Çalıştayda herkes eteğindeki taşı döktü ama tartışma farklı mecralarda hala devam ediyor. Bazı sosyal medya hesaplarından hastanenin Harput yerleşkesine yapılmasının mahsurlarına dair yayınlar yapıldı.
Bu yayınların genel özelliği ise iki noktada yoğunlaşıyor. Bunlardan birincisi hastanenin yapılması planlanan alanın şehre uzak olması, ikincisi ise zemininin hastane yapılmasına uygun olmayacak derecede bir özellik göstermesi…
Hastane gibi önemli yatırımlar yapılırken şehrin mevcut konumu ve durumu değil 50-60 yıl sonrası planlanarak yapılır. Bugün dahi şehir nüfusunun yüzde 70’e yakın bir kısmı kentin batısında ikamet etmektedir. Şehrin doğusunda bulunan Fethi Sekin Hastanesine karşılık neredeyse şehir ile birleşmiş bir alanda da Fırat Üniversitesi hastanesinin yapılmasını “şehre çok uzak” diye nitelendirmek, şehrin değil 50 yıl sonrasını 10 yıl sonrasını dahi görememe ufuksuzluğunun somut bir yansıması oldu.
Şehrin hali hazırda batıya kaydığı, son yapılan Batı Prestij projeleri, Hankendi ve bölgesinin mahalle olması ve bölgedeki hızlı bir kentleşme yanında, Çaydaçıra, Abdullahpaşa, Cumhuriyet, Sürsürü, Ataşehir ve Hilalkent gibi büyük mahallelerimizde şehir nüfusunun yarıdan fazlasının ikamet ettiği gerçeğine rağmen bu mahallere yakın bir hastaneyi “şehre uzak” gerekçesiyle eleştirmek çok mantıklı ve tutarlı gelmiyor akıl sahiplerine.
İtirazların ikinci noktası ise tartışmadan dahi uzak olması gereken bir konu.
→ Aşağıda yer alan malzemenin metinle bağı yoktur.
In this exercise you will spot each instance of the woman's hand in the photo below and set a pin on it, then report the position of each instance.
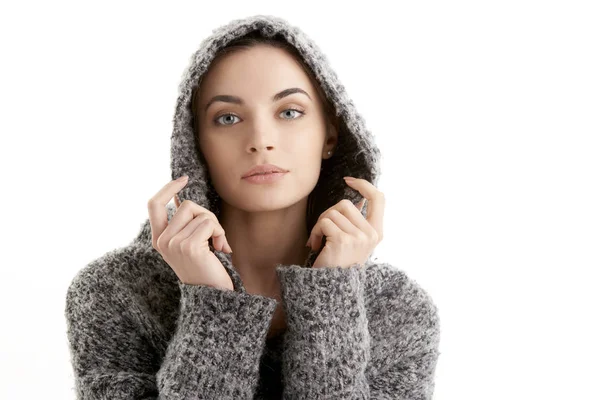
(350, 237)
(183, 241)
Neymiş zemin uygun değilmiş. Yahu arkadaşlar hangi çağda yaşıyoruz. Denizin ortasına dahi gökdelenler dikilecek bir teknoloji ve yapı tekniklerinin olduğu bir dönemde bundan söz etmek dünyadan ve gelişmelerden bihaber olmak değil de nedir… Kaldı ki hastane yapılan alanda İletişim Fakültesi ve Eğitim Fakültesine ait devasa binalar yapıldı ve yaşanan depremlere rağmen herhangi bir sorun da yaşanmadı.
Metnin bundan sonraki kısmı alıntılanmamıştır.